Cedendo ao Bloco, o PS fez alterações à proposta do Governo e negociou com o PCP, até ao último minuto antes das votações, a escala de redução das áreas de transferência. Nas contas das negociações com os comunistas entrou também um passo atrás do Executivo noutro diploma: foi introduzida uma moratória que retira, por num ano, a hipótese de serem disponibilizados no banco de terras os terrenos identificados sem dono no processo de cadastro.

As alterações ao regime de arborização e rearborização proposto inicialmente pelo Governo permitiram que o PCP desse o seu aval ao diploma da arborização considerado fundamental nesta reforma da floresta. Mas o PCP avisa que, mesmo com esta moratória, não está garantida a sua aprovação final aos diplomas do cadastro e do banco de terras. O deputado comunista João Ramos disse ao PÚBLICO que isso dependerá da análise global que o partido fizer do que consegue fazer aprovar nos restantes diplomas. Ou seja, só na votação final global desta quarta-feira se verá a posição final do PCP sobre o cadastro e o banco de terras.
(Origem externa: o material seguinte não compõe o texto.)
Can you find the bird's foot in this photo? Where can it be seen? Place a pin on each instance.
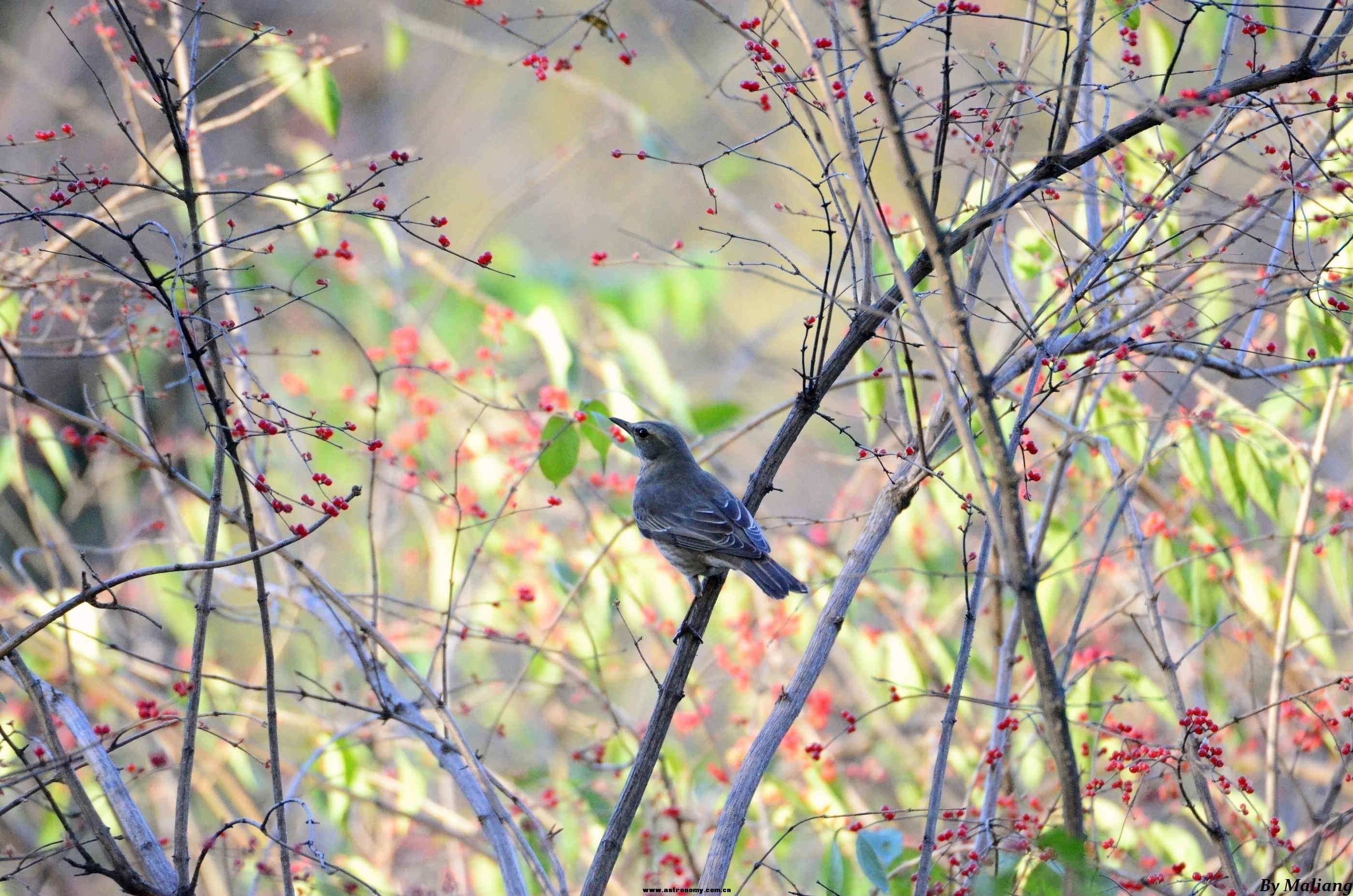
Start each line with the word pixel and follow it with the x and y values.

É esta linha de pensamento que justifica que o PCP, momentos depois de fazer o acordo com o Governo sobre a moratória, por volta das 15h, tenha chegado à Comissão de Agricultura e tenha proposto que estes diplomas fossem adiados para a próxima sessão legislativa alegando serem matérias de “grande complexidade”. Mas foi uma tentativa inglória porque PS e Bloco recusaram o adiamento, com a ajuda da abstenção da direita.

No caso da lei de rearborização, o texto final acabou por receber alterações de todos os partidos excepto do Bloco – este manteve o seu projecto próprio que foi liminarmente chumbado, recebendo apenas a abstenção do PAN.

Ao ICNF cabe agora a gestão e fiscalização de toda a área de eucalipto do país, de forma a que esta não possa aumentar e vai começar por explorações com área superior a 100 hectares. Outra alteração que aperta a malha aos projectos é o fim do deferimento tácito para os projectos relativos a eucaliptos ou outros cuja área de arborização seja de pelo menos 10 hectares. E para os restantes projectos em geral, passa a haver deferimento tácito se 60 dias depois do pedido de autorização não houver parecer (agora são 45 dias).

No caso da permuta da plantação, além da redução anual sucessiva da área que é possível trocar das regiões do interior para o litoral, fica também decidida uma moratória que impede o cultivo de eucalipto em novas áreas que ainda não tenham aprovados os planos directores municipais de ordenamento florestal.